Why would do that? This code doesn't make sense. User is already logged in and $session->login() requires a user and password. So your code always returns "NULL" thus does not a redirect.

// after login redirect user to another page  
    if($session->login($user)) {
        // login successful
        $session->redirect("/"); 
    }

I also would expect a success message after saving. Also a validation of password length and requirement would be needed. With this code I could have a passwort like "abc".

Such code examples are dangerous...

[Marcel Epp]

The redirect is not the best idea. For Validation i use some Javascript. And yes it is crappy Javascript..... still learning.
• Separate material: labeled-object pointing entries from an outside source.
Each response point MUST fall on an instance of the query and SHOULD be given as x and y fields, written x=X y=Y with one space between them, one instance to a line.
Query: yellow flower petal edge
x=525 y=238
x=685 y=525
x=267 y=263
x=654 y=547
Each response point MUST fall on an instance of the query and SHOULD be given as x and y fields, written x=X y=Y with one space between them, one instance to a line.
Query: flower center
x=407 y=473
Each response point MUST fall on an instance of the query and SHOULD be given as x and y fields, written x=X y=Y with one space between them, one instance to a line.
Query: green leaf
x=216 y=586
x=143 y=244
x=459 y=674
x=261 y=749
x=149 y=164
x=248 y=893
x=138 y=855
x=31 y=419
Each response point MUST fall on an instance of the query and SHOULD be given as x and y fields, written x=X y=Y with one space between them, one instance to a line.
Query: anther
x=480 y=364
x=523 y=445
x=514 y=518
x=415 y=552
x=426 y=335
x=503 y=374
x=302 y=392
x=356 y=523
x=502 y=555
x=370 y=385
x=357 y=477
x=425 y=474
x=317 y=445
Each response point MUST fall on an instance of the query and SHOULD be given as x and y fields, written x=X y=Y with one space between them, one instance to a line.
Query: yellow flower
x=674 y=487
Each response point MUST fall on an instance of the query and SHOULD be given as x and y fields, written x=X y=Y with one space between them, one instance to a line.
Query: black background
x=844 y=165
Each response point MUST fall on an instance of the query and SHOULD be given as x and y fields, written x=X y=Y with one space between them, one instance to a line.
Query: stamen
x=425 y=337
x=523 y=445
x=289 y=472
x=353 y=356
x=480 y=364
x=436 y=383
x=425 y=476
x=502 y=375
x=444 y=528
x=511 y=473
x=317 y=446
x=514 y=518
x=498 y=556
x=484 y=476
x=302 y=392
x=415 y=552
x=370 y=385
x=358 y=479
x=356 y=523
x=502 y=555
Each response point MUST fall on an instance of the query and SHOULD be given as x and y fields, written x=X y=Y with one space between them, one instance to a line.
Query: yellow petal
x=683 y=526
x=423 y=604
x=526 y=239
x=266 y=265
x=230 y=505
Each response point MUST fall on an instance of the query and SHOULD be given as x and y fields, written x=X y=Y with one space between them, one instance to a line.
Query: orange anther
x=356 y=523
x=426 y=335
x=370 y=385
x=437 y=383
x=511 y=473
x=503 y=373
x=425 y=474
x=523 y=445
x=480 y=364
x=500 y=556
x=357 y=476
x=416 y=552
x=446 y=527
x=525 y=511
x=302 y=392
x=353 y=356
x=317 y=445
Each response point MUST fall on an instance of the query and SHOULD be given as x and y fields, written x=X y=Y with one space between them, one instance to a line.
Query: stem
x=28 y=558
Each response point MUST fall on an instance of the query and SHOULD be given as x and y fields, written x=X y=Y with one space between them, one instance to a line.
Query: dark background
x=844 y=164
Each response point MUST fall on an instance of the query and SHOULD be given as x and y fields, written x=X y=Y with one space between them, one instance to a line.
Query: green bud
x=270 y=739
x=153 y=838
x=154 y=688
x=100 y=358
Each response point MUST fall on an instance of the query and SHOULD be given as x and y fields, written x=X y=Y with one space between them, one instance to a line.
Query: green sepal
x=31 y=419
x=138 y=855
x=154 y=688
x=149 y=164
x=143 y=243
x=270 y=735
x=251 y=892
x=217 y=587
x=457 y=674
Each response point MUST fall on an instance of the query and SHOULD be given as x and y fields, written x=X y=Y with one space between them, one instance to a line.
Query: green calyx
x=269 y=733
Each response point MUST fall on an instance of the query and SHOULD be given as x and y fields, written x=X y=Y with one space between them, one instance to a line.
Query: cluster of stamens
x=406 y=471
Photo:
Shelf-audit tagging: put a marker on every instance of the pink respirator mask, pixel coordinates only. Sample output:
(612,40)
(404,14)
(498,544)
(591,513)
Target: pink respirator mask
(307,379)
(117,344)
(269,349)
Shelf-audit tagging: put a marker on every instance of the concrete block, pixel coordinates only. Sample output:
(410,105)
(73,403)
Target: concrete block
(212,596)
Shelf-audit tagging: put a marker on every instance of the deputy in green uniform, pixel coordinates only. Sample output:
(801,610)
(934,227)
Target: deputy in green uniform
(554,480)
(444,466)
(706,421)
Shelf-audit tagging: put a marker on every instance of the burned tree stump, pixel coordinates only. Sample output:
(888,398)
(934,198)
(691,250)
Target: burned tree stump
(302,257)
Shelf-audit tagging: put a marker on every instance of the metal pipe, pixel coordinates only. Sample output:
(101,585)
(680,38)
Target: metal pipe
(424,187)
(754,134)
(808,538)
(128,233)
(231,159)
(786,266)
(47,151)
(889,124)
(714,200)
// überprüft die Passworteingabe im ersten Feld
function checkPasswordRegEx() {
    var password = $("#txtNewPassword").val();
    var regex = /^(?=.*\d)(?=.*[a-z])(?=.*[A-Z])[0-9a-zA-Z]{6,}$/;

    if ( password === '' || password.match(regex) ){
        $("#divCheckRegEx").removeClass(" alert-danger").addClass(" alert-success").html("Das Passwort erfüllt die Anforderungen!"); 
    }
    else
        $("#divCheckRegEx").addClass(" mgt-15px alert alert-danger").html("Das Passwort erfüllt nicht die Anforderungen!"); 
}

$(document).ready(function () {
   $("#txtNewPassword").keyup(checkPasswordRegEx);
});

// versteckt die Meldung wenn leer
$("#txtNewPassword").keyup(function(){
    if($(this).val()) {
        $("#divCheckRegEx").show();
    } else {
        $("#divCheckRegEx").hide();
    }

});

// prüft ob das zweite Feld mit dem ersten übereinstimmt
function checkPasswordMatch() {
    var password = $("#txtNewPassword").val();
    var confirmPassword = $("#txtConfirmPassword").val();

    if (password != confirmPassword)
        $("#divCheckPasswordMatch").addClass(" alert alert-danger").html("Das Passwort stimmt nicht überein!");

    else
        $("#divCheckPasswordMatch").removeClass(" alert-danger").addClass(" alert alert-success").html("Das Passwort stimmt überein.");
}

$(document).ready(function () {
   $("#txtConfirmPassword").keyup(checkPasswordMatch);
});

// versteckt die Meldung wenn leer
$("#txtConfirmPassword").keyup(function(){
    if($(this).val()) {
        $("#divCheckPasswordMatch").show();
    } else {
        $("#divCheckPasswordMatch").hide();
    }

});

 

[adrian]

You should never rely on client side validation on its own. Server side is a must! Not to say you shouldn't use client-side, but it should only be for a faster/nicer UX, not the ultimate check.

[Marcel Epp]

Hello Adrian,

thanks for the information. Then i must fix this. I removed the redirect as mentioned by Soma. I now get a nice feedback after i change the password.

<?php 
// txtConfirmPassword is the name of the field in my form!
if($input->post->txtConfirmPassword) {

    $user->setOutputFormatting(false);
    $user->set('pass', $input->post->txtConfirmPassword);
    $user->save('pass');

    echo "<div class='alert alert-success' role='alert'>Sucsess! You have a new password.</div>";
}
?>

 

[LostKobrakai]

If you're not to experienced I'd really suggest you to take a look at the nette/forms library. It has lot's of the security traps already covered and you can configure validation rules once and they'll happend in php as well as in js (if you include it's js file). The values coming out of the library are already sanitized and will conform to your rules and you can concentrate on implementing the hard stuff.